The Hatten Lab Projects


The GENSAT Project - Novel CNS Migration Pathways



The Gensat Project carried out together with the Heintz Lab, and with members of the GENSAT Project, has allowed us to screen the expression patterns of a large number of CNS genes to probe for genes that might function in neuronal migration. We are using a number of the BAC transgenic lines to study both granule cell migration in cerebellum and the migration of cells in layer 1 of the neocortex. For the cerebellar cortex, we are analyzing HGF and receptor c-Met during glial-guided migration. In the neocortex, we are examining novel pathways of the migration of layer 1 neurons. Contrary to the traditional view where layer1 neurons migrate out through the wall of the cortex, the Pdel1c BAC transgenic line, as well as three other lines, demonstrate that these neurons arise in the anterior aspect of the developing neocortex and migrate across the surface of the structure as development proceeds (Gong et al, 2003, Nature). In this regard, the migration pathway resembles that of the EGL cells in the cerebellum. We are therefore imaging the migration of these cells as well as using genetic methods to dissect the mechanisms of their migration.

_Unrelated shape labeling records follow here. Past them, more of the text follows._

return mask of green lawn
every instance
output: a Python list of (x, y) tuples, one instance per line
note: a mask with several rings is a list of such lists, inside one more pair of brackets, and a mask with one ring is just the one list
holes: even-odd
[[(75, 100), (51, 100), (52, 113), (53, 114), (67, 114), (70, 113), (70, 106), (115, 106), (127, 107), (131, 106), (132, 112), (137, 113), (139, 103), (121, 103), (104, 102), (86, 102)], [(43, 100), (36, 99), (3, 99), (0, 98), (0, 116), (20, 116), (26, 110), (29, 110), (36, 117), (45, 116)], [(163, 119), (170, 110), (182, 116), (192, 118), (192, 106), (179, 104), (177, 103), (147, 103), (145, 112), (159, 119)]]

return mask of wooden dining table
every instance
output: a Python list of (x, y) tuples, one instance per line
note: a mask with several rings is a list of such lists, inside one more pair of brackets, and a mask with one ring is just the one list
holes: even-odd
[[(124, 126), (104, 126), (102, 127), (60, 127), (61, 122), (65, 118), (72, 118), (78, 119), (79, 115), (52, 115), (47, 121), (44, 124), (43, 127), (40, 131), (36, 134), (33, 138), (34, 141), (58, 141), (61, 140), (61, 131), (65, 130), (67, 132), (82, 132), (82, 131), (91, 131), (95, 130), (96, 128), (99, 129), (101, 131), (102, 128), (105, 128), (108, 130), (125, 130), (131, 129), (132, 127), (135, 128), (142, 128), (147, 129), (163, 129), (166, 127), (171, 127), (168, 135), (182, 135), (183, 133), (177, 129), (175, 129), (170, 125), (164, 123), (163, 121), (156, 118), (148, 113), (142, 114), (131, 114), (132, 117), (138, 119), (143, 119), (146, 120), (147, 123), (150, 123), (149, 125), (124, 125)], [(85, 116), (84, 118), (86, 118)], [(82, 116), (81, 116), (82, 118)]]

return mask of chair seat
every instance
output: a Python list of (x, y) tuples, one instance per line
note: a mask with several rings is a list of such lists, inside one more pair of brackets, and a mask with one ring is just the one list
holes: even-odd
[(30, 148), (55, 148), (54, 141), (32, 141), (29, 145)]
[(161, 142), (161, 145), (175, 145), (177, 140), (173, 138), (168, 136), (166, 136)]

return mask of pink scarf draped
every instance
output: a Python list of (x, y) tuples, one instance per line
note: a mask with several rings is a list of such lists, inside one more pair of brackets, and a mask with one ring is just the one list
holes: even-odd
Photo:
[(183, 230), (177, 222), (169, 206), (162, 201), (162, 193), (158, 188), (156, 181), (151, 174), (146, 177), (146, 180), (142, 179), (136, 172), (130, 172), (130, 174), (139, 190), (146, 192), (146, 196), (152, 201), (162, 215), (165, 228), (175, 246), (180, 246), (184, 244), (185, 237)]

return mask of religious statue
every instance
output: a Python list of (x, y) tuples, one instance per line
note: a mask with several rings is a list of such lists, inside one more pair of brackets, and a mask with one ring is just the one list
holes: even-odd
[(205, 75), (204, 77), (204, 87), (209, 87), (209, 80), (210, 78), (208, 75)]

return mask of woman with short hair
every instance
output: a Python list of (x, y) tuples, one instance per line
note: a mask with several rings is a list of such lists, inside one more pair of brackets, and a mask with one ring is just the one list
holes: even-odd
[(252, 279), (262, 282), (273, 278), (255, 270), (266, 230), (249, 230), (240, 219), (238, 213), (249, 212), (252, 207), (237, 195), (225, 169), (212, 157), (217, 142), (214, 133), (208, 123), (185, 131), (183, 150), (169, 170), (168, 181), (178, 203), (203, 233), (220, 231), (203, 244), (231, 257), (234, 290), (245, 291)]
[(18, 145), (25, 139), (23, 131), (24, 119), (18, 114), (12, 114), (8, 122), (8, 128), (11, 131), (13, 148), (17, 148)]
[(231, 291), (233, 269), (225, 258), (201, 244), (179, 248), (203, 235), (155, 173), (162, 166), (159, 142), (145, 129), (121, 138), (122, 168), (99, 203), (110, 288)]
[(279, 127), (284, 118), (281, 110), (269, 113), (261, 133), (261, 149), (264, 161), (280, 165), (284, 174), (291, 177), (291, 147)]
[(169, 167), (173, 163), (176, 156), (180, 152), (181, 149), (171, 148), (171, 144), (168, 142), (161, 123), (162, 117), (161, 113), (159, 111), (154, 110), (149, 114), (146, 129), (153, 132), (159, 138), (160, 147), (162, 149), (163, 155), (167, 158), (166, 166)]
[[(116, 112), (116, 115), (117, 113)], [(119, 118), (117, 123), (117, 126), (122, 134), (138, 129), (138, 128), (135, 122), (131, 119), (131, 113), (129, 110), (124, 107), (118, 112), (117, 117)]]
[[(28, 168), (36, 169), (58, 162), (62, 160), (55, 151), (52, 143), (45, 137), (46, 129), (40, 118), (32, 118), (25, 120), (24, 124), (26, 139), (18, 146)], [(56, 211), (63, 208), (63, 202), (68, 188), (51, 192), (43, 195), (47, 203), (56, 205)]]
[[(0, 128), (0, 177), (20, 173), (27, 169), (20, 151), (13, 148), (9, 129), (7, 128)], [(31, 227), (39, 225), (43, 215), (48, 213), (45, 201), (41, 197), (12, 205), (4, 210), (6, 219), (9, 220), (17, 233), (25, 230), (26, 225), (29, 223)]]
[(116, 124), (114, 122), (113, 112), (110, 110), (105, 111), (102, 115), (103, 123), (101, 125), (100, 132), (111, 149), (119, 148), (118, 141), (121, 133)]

Expression of Phosphodiesterase 1C reveals a novel and distinct migratory pathway in developing brain. At embryonic day 10.5 (E10.5), EGFP+ cells along the dorsal aspect of the neural tube. At embryonic day 15.5 (e15.5) labelled cells in the anterior portion and superficial aspect of the cortex. At higher magnification, right e15.5, cells above the cortical plate are labelled. At P7, cells in layer 1 of the cortex are labelled (large arrows). Right panel, higher magnification and Confocal microscopy (inset) - layer 1 Cajal Retzius cells express the reporter gene. Cells that undergo a similar pattern of migration, the cerebellar granule cells, are also labelled, as are cells in the olfactory bulb and pontine nucleus. (Reprinted from Gong et al, 2003).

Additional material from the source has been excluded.